Equipment: filters

Telescope and Eye-pieces SkyWindow and Binoculars filters accessories

Baader Astro Solar Safety Film (Solar filter)

For observing the Sun, I use a homemade solar filter, constructed from Baader Astro Solar Safety Film, a high-strength polymer. It comes in different sizes and is offered at very reasonable prices. You can make a solar filter out of it yourself.

This is how I constructed mine:

Do not observe the Sun without using the proper filters. Looking at the Sun directly will severely damage your eyes!

  • First I took two sheets of heavy weight paper (size A4) and with a compass I drew a circle of 6 inches on the two sheets; I then cut out the circles; After that I cut the solar film to a size, just a little smaller than the paper sheets. Then I glued the two sheets together, with the solar film in between them;
  • Now I had to find something that fitted over the aperture of my telescope, and on which I could attach the two sheets of paper with the solar film; I used a nine-inch spring form (I don’t think my wife was very happy with me when she found out) and it worked out fine.
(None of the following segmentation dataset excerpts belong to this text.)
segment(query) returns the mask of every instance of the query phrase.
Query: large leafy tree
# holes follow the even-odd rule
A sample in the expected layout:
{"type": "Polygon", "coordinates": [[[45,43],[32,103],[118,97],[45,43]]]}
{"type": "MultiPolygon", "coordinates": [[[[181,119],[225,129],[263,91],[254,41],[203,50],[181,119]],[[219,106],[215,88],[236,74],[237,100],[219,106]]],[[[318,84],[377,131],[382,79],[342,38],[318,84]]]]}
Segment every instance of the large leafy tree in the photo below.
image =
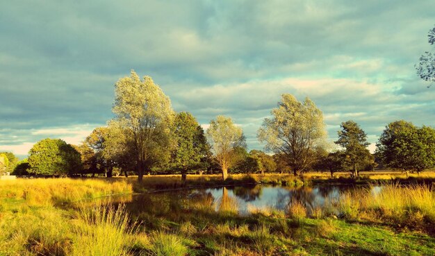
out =
{"type": "Polygon", "coordinates": [[[265,172],[272,172],[277,169],[277,164],[272,155],[269,155],[261,151],[253,149],[249,152],[249,156],[256,162],[256,171],[261,174],[265,172]]]}
{"type": "Polygon", "coordinates": [[[30,173],[67,176],[81,171],[80,153],[60,139],[44,139],[28,152],[30,173]]]}
{"type": "Polygon", "coordinates": [[[344,151],[326,152],[319,158],[315,167],[320,170],[329,171],[331,177],[334,177],[334,173],[343,169],[343,162],[345,159],[346,155],[344,151]]]}
{"type": "Polygon", "coordinates": [[[258,139],[266,143],[266,151],[283,154],[295,176],[308,170],[326,137],[323,114],[309,98],[299,102],[287,94],[271,114],[258,130],[258,139]]]}
{"type": "Polygon", "coordinates": [[[420,173],[435,166],[435,130],[403,120],[388,123],[377,144],[377,153],[390,168],[420,173]]]}
{"type": "Polygon", "coordinates": [[[169,159],[174,111],[169,98],[151,78],[141,80],[134,71],[117,82],[115,94],[116,118],[111,123],[122,130],[123,142],[134,155],[138,181],[142,182],[145,171],[169,159]]]}
{"type": "MultiPolygon", "coordinates": [[[[427,33],[429,43],[434,45],[435,43],[435,27],[429,31],[427,33]]],[[[435,82],[435,53],[426,51],[419,59],[416,65],[417,74],[420,77],[428,82],[435,82]]],[[[431,85],[429,85],[428,87],[431,85]]]]}
{"type": "Polygon", "coordinates": [[[175,117],[174,135],[177,148],[171,153],[170,166],[181,171],[181,180],[185,182],[188,171],[201,168],[209,146],[204,130],[188,112],[181,112],[175,117]]]}
{"type": "Polygon", "coordinates": [[[24,159],[17,163],[17,166],[14,169],[12,174],[17,176],[28,175],[28,170],[30,169],[30,168],[31,166],[30,164],[28,164],[28,159],[24,159]]]}
{"type": "Polygon", "coordinates": [[[214,158],[222,169],[222,179],[225,180],[228,178],[228,169],[240,161],[238,148],[246,147],[243,131],[231,118],[218,116],[210,122],[207,137],[214,158]]]}
{"type": "Polygon", "coordinates": [[[370,145],[367,134],[352,120],[341,123],[340,126],[341,130],[338,132],[338,139],[335,143],[344,148],[343,166],[358,176],[361,169],[374,163],[373,155],[367,149],[370,145]]]}
{"type": "Polygon", "coordinates": [[[110,133],[108,127],[98,127],[83,142],[83,146],[87,148],[83,150],[83,165],[91,173],[105,172],[108,178],[112,177],[113,168],[116,166],[115,161],[111,157],[113,155],[108,152],[113,150],[108,146],[110,133]]]}

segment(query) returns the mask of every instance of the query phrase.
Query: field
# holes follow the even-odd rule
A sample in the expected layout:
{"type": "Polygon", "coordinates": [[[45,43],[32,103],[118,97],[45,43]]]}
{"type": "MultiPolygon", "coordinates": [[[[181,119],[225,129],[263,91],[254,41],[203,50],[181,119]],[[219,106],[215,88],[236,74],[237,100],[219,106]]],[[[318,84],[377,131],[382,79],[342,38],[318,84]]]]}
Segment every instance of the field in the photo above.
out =
{"type": "MultiPolygon", "coordinates": [[[[227,183],[300,186],[328,175],[238,175],[227,183]]],[[[188,184],[218,186],[220,177],[189,175],[188,184]]],[[[129,203],[135,192],[179,189],[179,179],[147,176],[141,185],[134,178],[3,180],[0,255],[435,255],[435,194],[428,185],[386,183],[379,194],[357,189],[319,209],[292,201],[284,211],[253,208],[250,215],[238,214],[226,196],[217,203],[207,195],[149,194],[141,209],[129,203]]]]}

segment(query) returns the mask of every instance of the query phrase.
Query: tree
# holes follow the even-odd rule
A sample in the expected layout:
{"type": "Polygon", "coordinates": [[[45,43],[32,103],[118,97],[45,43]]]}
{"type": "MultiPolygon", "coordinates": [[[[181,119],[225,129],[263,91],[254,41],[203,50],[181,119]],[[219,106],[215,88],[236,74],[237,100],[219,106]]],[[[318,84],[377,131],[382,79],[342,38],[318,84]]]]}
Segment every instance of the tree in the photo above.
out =
{"type": "Polygon", "coordinates": [[[335,143],[345,148],[343,165],[356,177],[359,170],[374,163],[373,155],[366,148],[370,145],[367,134],[352,120],[341,123],[340,127],[342,130],[338,132],[338,139],[335,143]]]}
{"type": "Polygon", "coordinates": [[[277,164],[273,160],[272,155],[269,155],[264,152],[256,149],[253,149],[249,152],[251,157],[257,162],[257,171],[261,174],[265,172],[272,172],[277,169],[277,164]]]}
{"type": "Polygon", "coordinates": [[[97,154],[92,148],[88,146],[85,142],[83,142],[80,145],[72,145],[74,149],[80,153],[82,162],[82,171],[81,174],[99,173],[97,154]]]}
{"type": "Polygon", "coordinates": [[[9,167],[9,159],[6,154],[0,154],[0,175],[3,175],[3,173],[6,171],[6,169],[9,167]]]}
{"type": "Polygon", "coordinates": [[[81,170],[80,153],[60,139],[44,139],[28,152],[28,172],[44,176],[66,176],[81,170]]]}
{"type": "Polygon", "coordinates": [[[435,130],[403,120],[388,123],[377,144],[386,167],[417,173],[435,165],[435,130]]]}
{"type": "Polygon", "coordinates": [[[19,160],[12,152],[0,152],[0,155],[2,154],[4,154],[4,156],[7,158],[8,162],[6,171],[12,173],[19,160]]]}
{"type": "Polygon", "coordinates": [[[108,127],[98,127],[94,129],[83,142],[83,145],[88,148],[83,150],[85,154],[84,159],[82,153],[82,161],[88,172],[92,173],[104,172],[107,178],[112,177],[112,171],[115,167],[114,160],[107,153],[107,151],[111,149],[107,143],[109,134],[108,127]]]}
{"type": "Polygon", "coordinates": [[[327,153],[319,159],[316,167],[322,170],[327,170],[334,177],[334,173],[341,171],[343,167],[343,161],[346,155],[343,151],[336,151],[327,153]]]}
{"type": "Polygon", "coordinates": [[[207,137],[214,157],[222,169],[222,179],[225,180],[228,178],[228,169],[240,160],[236,157],[237,147],[246,147],[242,128],[234,125],[231,118],[218,116],[210,122],[207,137]]]}
{"type": "Polygon", "coordinates": [[[186,112],[178,113],[175,117],[174,135],[177,148],[171,153],[170,165],[180,169],[184,183],[188,170],[201,167],[201,161],[207,155],[207,142],[204,130],[197,120],[186,112]]]}
{"type": "MultiPolygon", "coordinates": [[[[427,33],[429,43],[434,45],[435,43],[435,27],[427,33]]],[[[419,59],[418,64],[416,65],[417,74],[428,82],[435,82],[435,53],[429,51],[425,52],[419,59]]],[[[427,87],[429,87],[429,85],[427,87]]]]}
{"type": "Polygon", "coordinates": [[[286,94],[271,114],[258,130],[259,141],[266,142],[265,151],[284,154],[295,176],[302,173],[315,162],[315,148],[325,142],[323,114],[308,97],[299,102],[286,94]]]}
{"type": "Polygon", "coordinates": [[[134,155],[138,181],[142,182],[145,171],[169,159],[174,112],[169,98],[151,78],[141,80],[133,70],[130,77],[117,82],[115,94],[116,118],[112,125],[123,130],[124,145],[134,155]]]}

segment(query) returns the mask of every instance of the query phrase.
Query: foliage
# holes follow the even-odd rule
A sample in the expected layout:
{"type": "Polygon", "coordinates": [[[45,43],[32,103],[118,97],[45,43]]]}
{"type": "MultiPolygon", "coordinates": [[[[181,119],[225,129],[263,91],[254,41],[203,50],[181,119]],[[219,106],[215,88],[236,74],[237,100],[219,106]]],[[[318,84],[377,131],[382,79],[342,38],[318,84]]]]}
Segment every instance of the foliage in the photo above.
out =
{"type": "Polygon", "coordinates": [[[17,163],[17,166],[12,172],[12,174],[16,176],[28,175],[28,169],[30,169],[30,168],[31,166],[28,164],[28,159],[24,159],[17,163]]]}
{"type": "Polygon", "coordinates": [[[8,167],[9,159],[8,159],[6,154],[0,154],[0,174],[2,174],[3,171],[6,171],[8,167]]]}
{"type": "Polygon", "coordinates": [[[108,127],[96,128],[81,145],[80,152],[85,173],[106,172],[108,177],[112,176],[113,161],[104,157],[106,156],[104,153],[108,150],[106,141],[108,139],[108,127]]]}
{"type": "Polygon", "coordinates": [[[66,176],[81,170],[80,153],[60,139],[44,139],[28,152],[28,172],[45,176],[66,176]]]}
{"type": "MultiPolygon", "coordinates": [[[[427,33],[429,43],[434,45],[435,43],[435,27],[429,31],[427,33]]],[[[419,59],[418,64],[416,65],[417,74],[428,82],[435,82],[435,53],[425,52],[419,59]]],[[[428,86],[428,87],[430,87],[428,86]]]]}
{"type": "Polygon", "coordinates": [[[0,152],[0,155],[3,155],[8,162],[6,171],[12,173],[19,160],[12,152],[0,152]]]}
{"type": "Polygon", "coordinates": [[[116,118],[111,126],[125,135],[120,142],[134,155],[141,182],[145,171],[169,158],[174,112],[169,98],[151,78],[141,80],[134,71],[117,82],[115,94],[116,118]]]}
{"type": "Polygon", "coordinates": [[[320,170],[329,171],[331,173],[331,177],[332,177],[334,173],[343,169],[345,158],[346,155],[344,151],[327,152],[320,157],[319,161],[316,164],[316,168],[320,170]]]}
{"type": "Polygon", "coordinates": [[[367,142],[367,134],[352,120],[341,123],[340,127],[342,130],[338,132],[338,139],[335,143],[345,148],[343,167],[358,176],[361,169],[375,162],[373,156],[366,148],[370,145],[367,142]]]}
{"type": "Polygon", "coordinates": [[[271,113],[258,130],[258,139],[266,142],[266,150],[284,154],[295,175],[303,173],[315,161],[314,151],[326,137],[322,112],[308,97],[299,102],[283,94],[271,113]]]}
{"type": "Polygon", "coordinates": [[[420,172],[435,166],[435,129],[403,120],[388,123],[377,152],[388,167],[420,172]]]}
{"type": "Polygon", "coordinates": [[[236,126],[230,117],[218,116],[211,120],[207,137],[213,148],[215,159],[222,171],[222,179],[228,176],[228,169],[240,161],[238,147],[245,148],[245,136],[241,128],[236,126]]]}

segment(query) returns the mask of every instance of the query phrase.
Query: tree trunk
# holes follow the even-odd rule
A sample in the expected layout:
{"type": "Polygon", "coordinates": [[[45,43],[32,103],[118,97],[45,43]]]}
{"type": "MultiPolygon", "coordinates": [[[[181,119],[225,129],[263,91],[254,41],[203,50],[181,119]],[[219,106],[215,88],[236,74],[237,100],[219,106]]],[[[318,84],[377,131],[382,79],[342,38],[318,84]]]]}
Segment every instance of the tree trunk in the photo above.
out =
{"type": "Polygon", "coordinates": [[[139,183],[142,183],[142,181],[143,180],[143,174],[144,174],[144,168],[145,168],[145,164],[144,162],[142,161],[139,161],[138,162],[138,167],[137,167],[137,171],[138,171],[138,182],[139,183]]]}
{"type": "Polygon", "coordinates": [[[112,178],[113,176],[113,174],[112,173],[112,170],[113,170],[112,167],[108,167],[107,169],[107,172],[106,172],[107,178],[112,178]]]}
{"type": "Polygon", "coordinates": [[[181,171],[181,184],[183,186],[186,185],[186,180],[188,178],[188,173],[186,170],[181,171]]]}
{"type": "Polygon", "coordinates": [[[222,167],[222,180],[225,180],[228,178],[228,169],[222,167]]]}

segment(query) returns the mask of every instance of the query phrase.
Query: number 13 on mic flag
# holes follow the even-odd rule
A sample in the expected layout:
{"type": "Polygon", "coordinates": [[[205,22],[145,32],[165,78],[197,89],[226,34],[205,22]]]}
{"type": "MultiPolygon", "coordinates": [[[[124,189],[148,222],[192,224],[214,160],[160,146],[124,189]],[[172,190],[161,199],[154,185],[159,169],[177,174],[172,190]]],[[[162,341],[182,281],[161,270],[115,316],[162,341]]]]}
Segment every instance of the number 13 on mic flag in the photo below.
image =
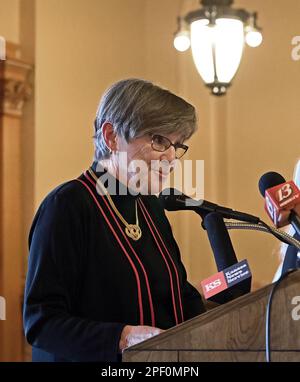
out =
{"type": "Polygon", "coordinates": [[[292,180],[266,190],[265,210],[277,228],[281,226],[278,222],[281,211],[291,210],[299,203],[300,191],[292,180]]]}

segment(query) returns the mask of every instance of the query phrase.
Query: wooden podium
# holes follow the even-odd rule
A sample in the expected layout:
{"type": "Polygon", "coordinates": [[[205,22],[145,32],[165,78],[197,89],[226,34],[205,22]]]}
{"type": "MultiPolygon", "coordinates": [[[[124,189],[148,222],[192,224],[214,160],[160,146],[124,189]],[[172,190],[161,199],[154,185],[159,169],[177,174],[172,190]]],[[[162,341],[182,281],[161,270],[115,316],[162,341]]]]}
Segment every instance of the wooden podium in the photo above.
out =
{"type": "MultiPolygon", "coordinates": [[[[272,285],[126,349],[125,362],[264,362],[272,285]]],[[[300,270],[276,289],[271,309],[272,361],[300,361],[300,270]],[[297,297],[298,296],[298,297],[297,297]]]]}

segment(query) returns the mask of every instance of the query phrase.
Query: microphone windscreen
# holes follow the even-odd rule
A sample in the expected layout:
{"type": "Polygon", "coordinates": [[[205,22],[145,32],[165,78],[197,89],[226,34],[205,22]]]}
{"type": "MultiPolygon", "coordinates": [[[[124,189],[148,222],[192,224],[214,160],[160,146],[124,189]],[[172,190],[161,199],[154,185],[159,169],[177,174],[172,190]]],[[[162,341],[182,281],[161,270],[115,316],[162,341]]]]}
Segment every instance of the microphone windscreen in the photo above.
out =
{"type": "Polygon", "coordinates": [[[211,212],[204,218],[204,226],[213,250],[218,271],[237,263],[237,258],[222,216],[211,212]]]}
{"type": "Polygon", "coordinates": [[[278,186],[279,184],[285,183],[285,179],[278,172],[267,172],[262,175],[258,182],[258,187],[261,195],[265,197],[266,190],[278,186]]]}

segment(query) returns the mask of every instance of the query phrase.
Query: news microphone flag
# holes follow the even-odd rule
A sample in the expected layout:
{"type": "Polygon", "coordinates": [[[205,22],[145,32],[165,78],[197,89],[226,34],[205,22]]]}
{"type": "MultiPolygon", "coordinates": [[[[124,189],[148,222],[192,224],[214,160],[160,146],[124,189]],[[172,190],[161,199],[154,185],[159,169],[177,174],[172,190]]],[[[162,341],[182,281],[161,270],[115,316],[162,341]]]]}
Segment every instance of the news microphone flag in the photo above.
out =
{"type": "Polygon", "coordinates": [[[300,204],[300,191],[292,180],[268,188],[265,192],[265,210],[277,228],[288,224],[281,222],[279,225],[280,212],[292,210],[297,204],[300,204]]]}
{"type": "Polygon", "coordinates": [[[239,261],[201,282],[206,300],[224,304],[250,292],[252,274],[247,260],[239,261]]]}

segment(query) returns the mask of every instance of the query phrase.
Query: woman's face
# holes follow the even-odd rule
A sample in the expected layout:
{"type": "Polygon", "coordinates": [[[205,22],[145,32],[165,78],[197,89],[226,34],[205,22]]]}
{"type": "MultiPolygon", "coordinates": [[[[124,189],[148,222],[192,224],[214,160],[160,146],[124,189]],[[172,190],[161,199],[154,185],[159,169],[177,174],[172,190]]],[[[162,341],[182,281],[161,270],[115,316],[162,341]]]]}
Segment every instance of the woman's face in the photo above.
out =
{"type": "MultiPolygon", "coordinates": [[[[182,143],[182,138],[178,134],[163,136],[173,144],[182,143]]],[[[153,150],[151,142],[151,136],[136,138],[129,143],[118,137],[118,157],[120,158],[120,153],[127,155],[127,165],[124,160],[119,160],[119,173],[120,170],[123,174],[126,173],[129,188],[143,194],[159,193],[176,162],[173,146],[164,152],[159,152],[153,150]]]]}

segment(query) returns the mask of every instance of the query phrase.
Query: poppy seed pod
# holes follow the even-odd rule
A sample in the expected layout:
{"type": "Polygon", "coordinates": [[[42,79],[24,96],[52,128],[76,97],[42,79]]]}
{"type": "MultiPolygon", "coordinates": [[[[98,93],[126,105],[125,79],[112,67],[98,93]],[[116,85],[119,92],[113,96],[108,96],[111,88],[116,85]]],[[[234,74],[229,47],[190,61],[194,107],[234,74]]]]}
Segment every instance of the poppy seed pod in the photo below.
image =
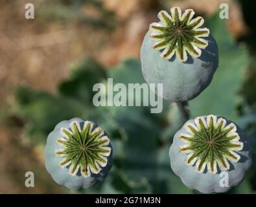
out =
{"type": "Polygon", "coordinates": [[[237,186],[251,164],[244,133],[214,115],[187,121],[175,135],[169,157],[172,169],[184,184],[204,193],[237,186]]]}
{"type": "Polygon", "coordinates": [[[45,164],[58,184],[69,189],[89,188],[108,175],[111,155],[103,129],[76,118],[60,122],[49,135],[45,164]]]}
{"type": "Polygon", "coordinates": [[[179,7],[170,14],[161,11],[141,49],[143,76],[148,83],[162,83],[163,94],[170,102],[186,102],[198,96],[211,82],[218,66],[218,51],[202,17],[179,7]]]}

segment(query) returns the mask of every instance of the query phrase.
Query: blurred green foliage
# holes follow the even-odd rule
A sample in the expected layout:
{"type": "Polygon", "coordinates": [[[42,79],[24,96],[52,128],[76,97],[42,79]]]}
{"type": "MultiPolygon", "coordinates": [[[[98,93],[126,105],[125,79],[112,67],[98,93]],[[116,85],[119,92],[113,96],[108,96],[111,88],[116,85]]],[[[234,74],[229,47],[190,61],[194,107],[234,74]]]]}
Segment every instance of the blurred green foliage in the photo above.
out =
{"type": "MultiPolygon", "coordinates": [[[[243,103],[237,92],[247,63],[245,50],[232,42],[225,23],[216,16],[206,22],[218,45],[220,67],[211,85],[191,102],[192,116],[215,114],[239,121],[248,133],[255,152],[256,111],[252,113],[250,108],[242,116],[236,110],[237,104],[243,103]]],[[[17,114],[26,121],[31,142],[44,144],[48,133],[62,120],[76,116],[91,120],[109,135],[114,164],[104,182],[79,192],[194,193],[182,184],[170,166],[168,151],[172,138],[185,121],[176,105],[165,102],[163,113],[157,114],[151,114],[150,107],[95,107],[92,103],[93,85],[106,84],[107,78],[113,78],[114,83],[145,82],[137,60],[127,60],[117,67],[104,69],[89,58],[75,67],[56,94],[19,87],[16,96],[19,104],[17,114]]],[[[255,172],[252,168],[245,181],[230,193],[255,190],[255,172]]]]}

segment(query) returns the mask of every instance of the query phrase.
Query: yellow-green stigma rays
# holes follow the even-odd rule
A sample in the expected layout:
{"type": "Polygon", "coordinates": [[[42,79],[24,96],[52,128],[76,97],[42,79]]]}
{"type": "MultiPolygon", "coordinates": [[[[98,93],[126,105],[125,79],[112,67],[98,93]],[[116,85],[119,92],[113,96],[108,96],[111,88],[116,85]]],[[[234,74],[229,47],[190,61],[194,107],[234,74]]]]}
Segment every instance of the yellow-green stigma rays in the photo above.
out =
{"type": "Polygon", "coordinates": [[[88,121],[83,124],[82,129],[78,122],[71,122],[68,129],[60,129],[63,137],[57,139],[57,144],[62,148],[56,150],[55,154],[64,158],[59,165],[68,167],[70,175],[76,175],[80,169],[81,175],[87,177],[91,173],[98,174],[106,166],[111,148],[102,128],[95,128],[88,121]]]}
{"type": "Polygon", "coordinates": [[[204,20],[202,17],[193,18],[194,12],[187,9],[181,14],[180,7],[170,10],[170,15],[166,11],[161,11],[158,17],[159,23],[153,23],[150,26],[152,32],[150,38],[156,42],[152,45],[156,50],[164,49],[161,56],[170,60],[176,53],[180,61],[187,60],[188,52],[192,57],[201,56],[201,49],[208,46],[208,41],[203,39],[207,37],[209,30],[200,28],[204,20]]]}
{"type": "Polygon", "coordinates": [[[205,120],[198,117],[194,124],[185,126],[188,134],[181,134],[180,139],[186,144],[180,147],[180,151],[187,155],[186,163],[195,163],[196,171],[203,173],[205,168],[209,172],[216,173],[217,165],[220,171],[229,169],[229,162],[238,162],[240,157],[236,151],[244,147],[233,123],[227,125],[226,120],[214,115],[205,120]]]}

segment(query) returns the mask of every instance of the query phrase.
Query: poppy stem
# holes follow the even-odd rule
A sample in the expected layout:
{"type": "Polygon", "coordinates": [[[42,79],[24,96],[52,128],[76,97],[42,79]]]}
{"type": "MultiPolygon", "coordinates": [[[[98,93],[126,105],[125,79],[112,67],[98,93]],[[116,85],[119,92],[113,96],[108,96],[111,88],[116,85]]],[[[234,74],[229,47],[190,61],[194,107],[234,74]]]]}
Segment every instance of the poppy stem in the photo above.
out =
{"type": "Polygon", "coordinates": [[[191,112],[189,109],[189,103],[187,102],[176,102],[176,104],[182,119],[184,120],[184,122],[187,122],[191,116],[191,112]]]}

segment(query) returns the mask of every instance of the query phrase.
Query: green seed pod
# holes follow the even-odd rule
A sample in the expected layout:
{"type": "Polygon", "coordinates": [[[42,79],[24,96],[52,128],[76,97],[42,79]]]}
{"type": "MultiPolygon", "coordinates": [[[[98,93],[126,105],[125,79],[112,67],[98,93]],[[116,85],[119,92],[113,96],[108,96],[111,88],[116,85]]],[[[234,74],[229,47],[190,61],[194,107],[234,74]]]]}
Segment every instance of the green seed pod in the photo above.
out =
{"type": "Polygon", "coordinates": [[[61,122],[49,135],[45,164],[58,184],[70,189],[89,188],[108,175],[111,155],[103,129],[76,118],[61,122]]]}
{"type": "Polygon", "coordinates": [[[175,135],[169,157],[184,184],[204,193],[237,186],[251,164],[244,133],[235,124],[214,115],[187,121],[175,135]],[[224,171],[227,180],[222,185],[224,171]]]}
{"type": "Polygon", "coordinates": [[[211,82],[218,65],[218,47],[202,17],[193,18],[179,7],[170,15],[161,11],[141,49],[143,76],[148,83],[162,83],[163,94],[170,102],[186,102],[199,95],[211,82]]]}

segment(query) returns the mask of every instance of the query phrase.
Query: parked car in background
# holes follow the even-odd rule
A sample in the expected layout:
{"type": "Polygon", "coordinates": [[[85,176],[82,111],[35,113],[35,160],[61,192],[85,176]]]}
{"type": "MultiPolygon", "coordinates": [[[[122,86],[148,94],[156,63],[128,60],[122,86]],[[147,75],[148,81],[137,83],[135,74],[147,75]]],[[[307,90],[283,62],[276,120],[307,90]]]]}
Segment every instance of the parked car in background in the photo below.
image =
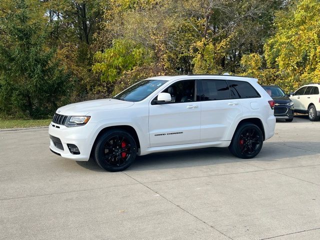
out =
{"type": "Polygon", "coordinates": [[[284,119],[286,122],[294,120],[294,102],[288,95],[279,86],[262,86],[274,100],[274,116],[278,119],[284,119]]]}
{"type": "Polygon", "coordinates": [[[310,121],[320,118],[320,84],[309,84],[296,91],[290,98],[294,104],[296,112],[308,114],[310,121]]]}
{"type": "Polygon", "coordinates": [[[258,80],[230,76],[151,78],[111,99],[58,108],[49,126],[50,149],[68,158],[121,171],[136,155],[229,147],[256,156],[274,133],[274,101],[258,80]]]}

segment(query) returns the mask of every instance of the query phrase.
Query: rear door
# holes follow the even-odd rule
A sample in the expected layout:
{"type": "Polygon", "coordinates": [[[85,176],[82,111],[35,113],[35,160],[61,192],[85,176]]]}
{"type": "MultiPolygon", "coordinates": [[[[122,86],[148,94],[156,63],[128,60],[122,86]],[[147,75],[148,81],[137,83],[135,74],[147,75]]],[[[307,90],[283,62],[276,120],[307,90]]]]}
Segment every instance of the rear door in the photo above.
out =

I just used the outer ring of the baking form. I glued the two sheets of paper (with the solar film in between) onto the ring of the spring form;
  • Finally I glued three pieces of foam rubber into the inside of the ring; this way I can slide the home-made solar filter over the full aperture of the telescope, without damaging the telescope tube.

My solar filter, ready to use:

Baader Solar Filter
Baader Solar Filter

Of course there are other (and probably much easier) ways to construct your own solar filter. Use your imagination!

Folow this link to the BAADER site if you are interested in a manual on “Constructing a Solar Filter for Binoculars with Baader Astro Solar Film” (downloadable as a PDF file) or if you want to know how to make an inexpensive filter cell for Baader Astro Solar Safety Film. For technical details on the Solar Safety Film click here.

The Baader Astro Solar Safety Film provides good quality views of the Sun, without the risk of damaging your eyes. The image of the Sun through the filter is white with a blue-tinge. Sometimes I add a yellow filter, which threads into the eyepiece, to enhance the contrast (or just for the looks). I recently bought the Baader Contrast Booster. Baader claims that this filter, when combined with the Baader Astro Solar Safety Film will give you even better images of the Sun. I did not have the chance to test this yet. As soon as I got some observing results, I will report them in the filter section.

Here you can see the result of my homemade Solar filter mounted on my TAL200K telescope.

Using the Baader Astro Solar Safety Film, you can observe sunspots, Mercury and Venus transits, solar eclipses, faculae and the Sun’s granular structure.
Faculae are bright and glowing, cloudlike features which can be easily seen in white light.